With their sophomore effort, San Francisco's Dealership offers up a disc packed with boy/girl pop/rock anthems. Overflowing with what have become Weezer-trademarked "oohs," "ahhs," "las," and "bas," TV Highway to the Stars is a pretty record that seems to have been constructed using a formula that is all but set in stone: a steadily strummed bar-chord pattern with a slightly varied bassline over top, dynamic shifts here and there, switching up crystal guitars for playfully fuzzy ones, and boy/girl vocals duals. While this is not a bad formula, after the first few songs it becomes clear that the band doesn't have anything else up its sleeve. This also means that there is little middle ground where this band is concerned; since their music doesn't vary much, you'll either love the whole record or dislike it.

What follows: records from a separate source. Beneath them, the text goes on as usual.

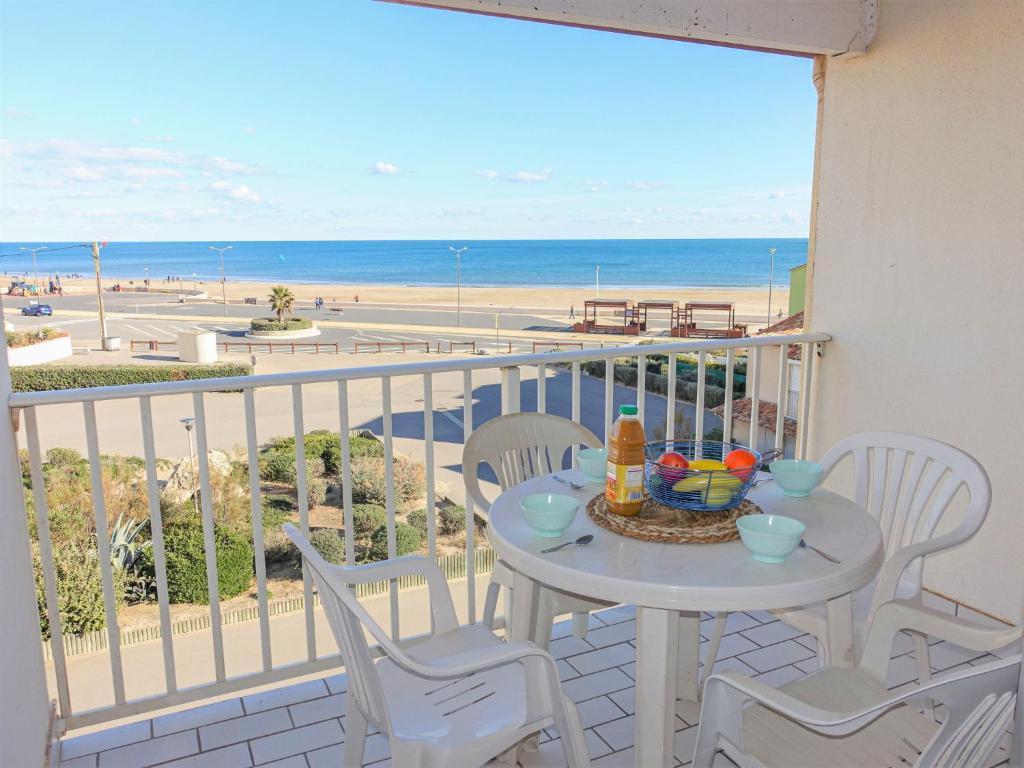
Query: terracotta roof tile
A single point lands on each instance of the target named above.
(767, 415)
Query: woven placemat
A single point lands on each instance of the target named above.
(656, 522)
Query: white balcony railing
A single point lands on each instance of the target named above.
(34, 409)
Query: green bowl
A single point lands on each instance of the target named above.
(549, 514)
(594, 463)
(770, 538)
(795, 476)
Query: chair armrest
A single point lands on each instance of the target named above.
(903, 614)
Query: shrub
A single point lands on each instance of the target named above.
(329, 544)
(186, 581)
(43, 378)
(366, 519)
(408, 540)
(369, 485)
(418, 519)
(452, 519)
(80, 591)
(270, 324)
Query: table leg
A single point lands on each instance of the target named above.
(525, 595)
(688, 668)
(657, 655)
(839, 613)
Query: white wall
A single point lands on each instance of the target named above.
(920, 261)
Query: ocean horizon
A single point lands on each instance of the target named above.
(553, 263)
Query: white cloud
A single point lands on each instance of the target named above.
(530, 176)
(385, 169)
(240, 192)
(137, 172)
(646, 185)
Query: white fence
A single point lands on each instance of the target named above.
(140, 397)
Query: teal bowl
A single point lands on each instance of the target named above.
(549, 514)
(770, 538)
(795, 476)
(594, 463)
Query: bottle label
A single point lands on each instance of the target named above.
(625, 483)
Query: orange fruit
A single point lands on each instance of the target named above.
(741, 463)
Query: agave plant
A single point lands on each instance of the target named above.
(124, 547)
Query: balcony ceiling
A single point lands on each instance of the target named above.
(797, 27)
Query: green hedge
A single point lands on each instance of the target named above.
(43, 378)
(186, 581)
(271, 324)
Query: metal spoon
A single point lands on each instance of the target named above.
(581, 542)
(825, 555)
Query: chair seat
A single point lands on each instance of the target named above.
(813, 619)
(894, 739)
(462, 716)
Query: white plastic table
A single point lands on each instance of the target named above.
(671, 584)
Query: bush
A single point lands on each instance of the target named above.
(408, 540)
(369, 485)
(366, 519)
(452, 519)
(418, 519)
(272, 324)
(329, 544)
(80, 591)
(43, 378)
(186, 582)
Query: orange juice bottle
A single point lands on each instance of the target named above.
(624, 487)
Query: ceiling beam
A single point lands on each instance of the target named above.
(798, 27)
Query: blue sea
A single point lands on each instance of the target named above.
(625, 263)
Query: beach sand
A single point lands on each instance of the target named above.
(750, 302)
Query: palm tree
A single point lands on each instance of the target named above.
(282, 300)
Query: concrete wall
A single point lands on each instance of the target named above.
(919, 267)
(44, 351)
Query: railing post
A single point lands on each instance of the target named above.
(24, 719)
(510, 390)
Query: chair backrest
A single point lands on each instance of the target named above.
(906, 482)
(346, 619)
(518, 446)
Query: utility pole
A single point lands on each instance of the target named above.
(223, 280)
(458, 281)
(99, 296)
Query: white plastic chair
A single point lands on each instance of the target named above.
(460, 697)
(518, 446)
(906, 482)
(845, 717)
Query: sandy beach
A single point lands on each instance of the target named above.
(750, 302)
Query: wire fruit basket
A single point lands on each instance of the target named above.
(706, 483)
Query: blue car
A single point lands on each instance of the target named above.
(36, 310)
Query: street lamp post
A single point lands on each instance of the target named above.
(35, 267)
(458, 281)
(223, 288)
(189, 422)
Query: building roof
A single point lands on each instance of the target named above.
(767, 415)
(786, 327)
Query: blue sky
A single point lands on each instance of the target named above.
(365, 120)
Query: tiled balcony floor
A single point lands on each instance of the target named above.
(303, 726)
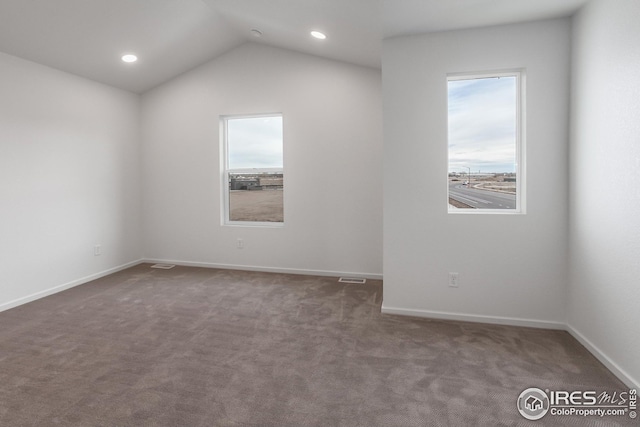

For the boys' part, the vocals tend to hover in a territory that combines an affable mix of Mac McCaughan, Billy Corgan, and Ira Kaplan -- generally quiet, but with occasional outbursts. For her part, Miyuki Jane Pinckard's vocals stay in a sweet register akin to Imperial Teen, the Rentals, and occasionally the Breeders.

Though they never completely lose their endearingly cutesy air, Dealership makes a good go of it on darker and frankly more interesting tracks like "Faded Crushes," on which a particularly hot-under-the-collar McCaughan-esque vocalist insists, "You'll never know if I kiss on the first date/You f*ck better in my sweater/I'm much better f*cking with your head."

With songs in French ("Toujours Ta Fille") and Japanese ("Tetsuo"), comparisons to acts like the Shebrews or Mummy the Peepshow are almost inevitable, so suffice it to say the songs are strong, fun, and deserving of those comparisons, and measure up favorably. While "bland" may be too strong of a word, the biggest problem with TV Highway to the Stars is the lack of spontaneity. Even the songs that break out a little and try to rock feel as though they're being held back. Loosen up kids, it's only rock & roll.